Meanwhile, the Palestinians feel increasingly sidelined, fearing Israel, Gulf states and the U.S. plan to strike a deal behind their backs about the future of war-won lands they seek for a future state.
Jordan, which has a peace treaty with Israel, considers itself a strong advocate for Palestinian political demands. A majority of the kingdom’s citizens are of Palestinian origin.
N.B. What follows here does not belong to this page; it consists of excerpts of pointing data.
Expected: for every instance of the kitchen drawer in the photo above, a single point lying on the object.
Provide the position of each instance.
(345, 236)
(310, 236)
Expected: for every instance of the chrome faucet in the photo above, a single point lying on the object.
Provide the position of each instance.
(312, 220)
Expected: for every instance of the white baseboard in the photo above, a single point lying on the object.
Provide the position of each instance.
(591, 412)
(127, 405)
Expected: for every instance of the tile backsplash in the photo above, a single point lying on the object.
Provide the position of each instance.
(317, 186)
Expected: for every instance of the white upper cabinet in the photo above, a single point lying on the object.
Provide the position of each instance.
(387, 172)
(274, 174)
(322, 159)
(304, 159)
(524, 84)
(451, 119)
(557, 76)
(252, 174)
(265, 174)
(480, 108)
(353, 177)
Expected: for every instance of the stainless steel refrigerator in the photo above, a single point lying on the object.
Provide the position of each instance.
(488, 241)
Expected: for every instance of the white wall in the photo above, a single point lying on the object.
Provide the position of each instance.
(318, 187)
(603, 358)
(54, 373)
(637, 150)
Jordan's public bellowing over how Israel deals with Muslim rights in Jerusalem provides a sadly rich source of intemperate and frankly ugly stamping of the foot by Jordan's foreign ministry. This is from just a few weeks ago:
Jordan has called for an immediate halt to Israeli “provocations” at East Jerusalem’s Al-Aqsa Mosque compound, warning of a new cycle of violence in the Middle East region, Anadolu reports. Hundreds of settlers forced their way into the flashpoint site on Sunday, in a rare tour in the final days of the fasting month of Ramadan, which ends this week. The tour has triggered clashes between Muslim worshippers and Israeli police, which chased assaulted a number of worshippers during the violence. In a statement, Jordan’s Foreign Ministry warned of the “dangerous consequences of Israel’s provocative and repulsive escalatory Israeli practices, which will drag the region into a new cycle of violence that may threaten the security of the region as a whole”. It called on the Israeli authorities to “immediately cease all these provocations”, which it described as “absurd, irresponsible, rejected and condemned”. ["Israeli ‘provocations’ will lead to violence: Jordan", Middle East Monitor, June 2, 2019]
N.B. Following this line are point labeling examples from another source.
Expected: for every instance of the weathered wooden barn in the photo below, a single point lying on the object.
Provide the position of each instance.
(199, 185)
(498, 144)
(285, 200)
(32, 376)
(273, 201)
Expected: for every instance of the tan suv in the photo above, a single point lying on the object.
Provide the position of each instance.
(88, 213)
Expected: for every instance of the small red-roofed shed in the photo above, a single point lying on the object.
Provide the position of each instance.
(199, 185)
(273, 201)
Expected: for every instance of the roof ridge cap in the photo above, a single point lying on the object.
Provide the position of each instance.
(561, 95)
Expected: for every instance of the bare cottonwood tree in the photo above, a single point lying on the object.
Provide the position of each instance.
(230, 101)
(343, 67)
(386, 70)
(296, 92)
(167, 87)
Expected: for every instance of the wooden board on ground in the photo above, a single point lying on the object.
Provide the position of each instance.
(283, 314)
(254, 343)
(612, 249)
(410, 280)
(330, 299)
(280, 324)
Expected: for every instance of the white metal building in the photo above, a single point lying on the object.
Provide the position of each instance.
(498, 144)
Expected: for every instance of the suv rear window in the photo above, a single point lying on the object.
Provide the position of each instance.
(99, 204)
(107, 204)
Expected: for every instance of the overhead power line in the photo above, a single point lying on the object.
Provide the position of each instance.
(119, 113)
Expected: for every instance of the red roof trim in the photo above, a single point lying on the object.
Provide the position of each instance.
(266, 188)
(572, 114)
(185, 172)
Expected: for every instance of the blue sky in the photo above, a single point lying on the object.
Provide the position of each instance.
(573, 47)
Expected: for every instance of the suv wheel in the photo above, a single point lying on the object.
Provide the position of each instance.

For anyone who knows something of the history of the region and the devastation wrought by Jordan's heavy-booted occupation over nearly two decades, it's odd to note those ridiculous adjectives. Jordan, when it had the opportunity during the 19 years of its illegal and violent military occupation of Jordan and the West Bank, carried out deliberate, massive and systematic destruction and desecration of Jewish holy sites in and around Jerusalem.

The "provocations" are the sight of polite, respectful Israelis and Jews visiting Judaism's single holiest ancient place. For certain kinds of political analysts, politicians and politically-warped media reporters, this sight is just unbearable.
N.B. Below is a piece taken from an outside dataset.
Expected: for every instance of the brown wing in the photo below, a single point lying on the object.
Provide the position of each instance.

Note how certain especially bizarre elements play a role:

Image Source: Turkey's Anadolu Agency, a source of rabidly anti-Israel news
  • Jewish and Israeli visitors to the Temple Mount never walk, stroll or simply visit. They storm. The word is used religiously these days. (A quick Google search produces more than 600,000 hits.)
  • The Arab sources quoted in shabby reporting like this always seem to know, without ever speaking with them, that the Jews are "settlers". Even if they're visiting from Brooklyn or Brussels or Bangkok.
  • These Jewish and/or Israeli visitors don't actually go anywhere near the mosque constructed on the ruins of the First Temple and Second Temple. But in ideologically-obsessed parts of the Arab media, the entire football-field size plateau is lately termed "the Al Aqsa complex" to confer some spiritual air to the largest possible space. And yes, football is indeed played there by Arab boys.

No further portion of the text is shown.